Practical Schedule for LLM Training¶
Here's a complete schedule matching modern practice:
class LLMSchedule:
"""Learning rate schedule for LLM training."""
def __init__(
self,
peak_lr=3e-4,
min_lr=3e-5,
warmup_steps=2000,
total_steps=100000,
):
self.peak_lr = peak_lr
self.min_lr = min_lr
self.warmup_steps = warmup_steps
self.total_steps = total_steps
def get_lr(self, step):
# Phase 1: Linear warmup
if step < self.warmup_steps:
return self.peak_lr * step / self.warmup_steps
# Phase 2: Cosine decay
progress = (step - self.warmup_steps) / (self.total_steps - self.warmup_steps)
progress = min(1.0, progress) # Clamp to [0, 1]
cosine_decay = 0.5 * (1 + np.cos(np.pi * progress))
return self.min_lr + (self.peak_lr - self.min_lr) * cosine_decay
# Usage
schedule = LLMSchedule(
peak_lr=3e-4,
min_lr=3e-5, # 10% of peak
warmup_steps=2000,
total_steps=100000,
)
for step in range(100000):
current_lr = schedule.get_lr(step)
optimizer.lr = current_lr
train_step(...)
Schedule vs Optimizer Choice¶
The schedule and optimizer interact:
| Optimizer | Recommended Schedule |
|---|---|
| SGD | Step decay or cosine |
| Momentum | Cosine with longer warmup |
| Adam | Cosine, less sensitive to schedule |
| AdamW | Cosine with warmup (standard) |
Adam's adaptive rates provide some "built-in" schedule, making it less sensitive to the explicit schedule.
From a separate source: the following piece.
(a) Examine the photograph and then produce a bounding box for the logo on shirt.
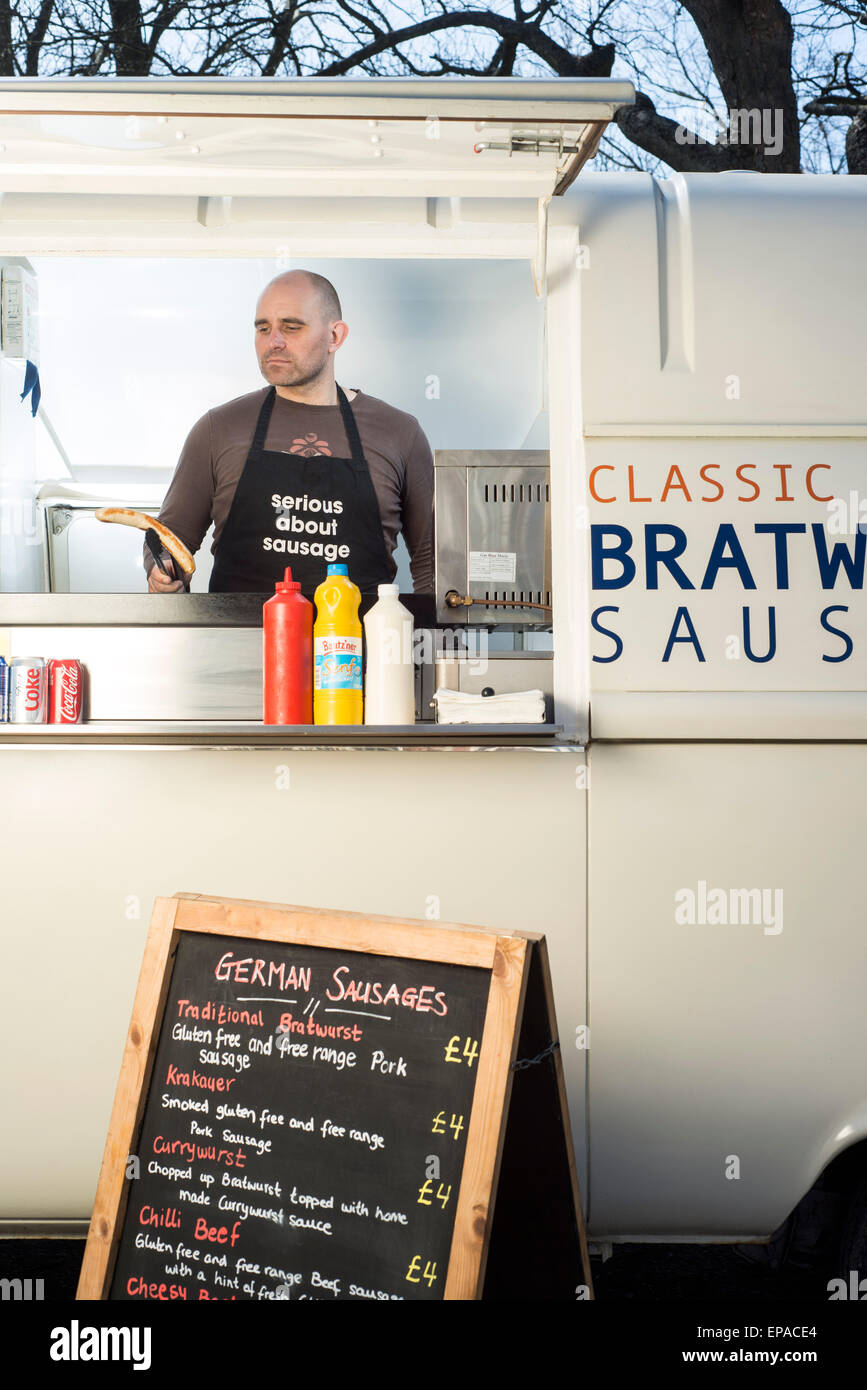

But even Adam benefits from warmup and decay.
Historical Note¶
Learning rate schedules evolved with deep learning:
- 1990s: Fixed learning rate, manually tuned
- 2012: Step decay became standard (AlexNet)
- 2015: Learning rate range test (Smith)
- 2016: Cosine annealing, warm restarts (Loshchilov & Hutter)
- 2017: Transformer schedule (Vaswani et al.)
- 2018: One-cycle policy (Smith)
- 2020s: Cosine with warmup is the default for LLMs
Common Mistakes¶
Pitfalls
-
No warmup: Especially with Adam, can cause early instability
-
Too short warmup: May not be enough for large models
-
Decaying too fast: Loss plateaus before convergence
-
Decaying too slow: Final loss higher than necessary
-
Not matching batch size: When scaling batch size, scale warmup too
Exercises¶
-
Compare schedules: Train the same model with constant, step decay, and cosine. Plot training curves.
-
Warmup ablation: Train with warmup = 0, 100, 1000, 10000 steps. What changes?
-
LR finder: Implement the learning rate range test. Find optimal learning rate for a model.
-
Restarts: Implement cosine with restarts. Compare to single cosine decay.
-
One-cycle: Implement the one-cycle policy. Can you use higher learning rates?
Summary¶
| Schedule | Formula | Best For |
|---|---|---|
| Step decay | η₀ × γ^⌊t/s⌋ | Simple, interpretable |
| Exponential | η₀ × γᵗ | Smooth decay |
| Inverse sqrt | η₀ / √t | Transformers (original) |
| Cosine | ½(1 + cos(πt/T)) | LLM training (standard) |
| Warmup + cosine | Linear → cosine | Modern best practice |
Key takeaway: The learning rate schedule is as important as the optimizer choice. Modern LLM training uses linear warmup followed by cosine decay to minimum. This simple schedule, combined with AdamW, forms the backbone of successful large-scale training.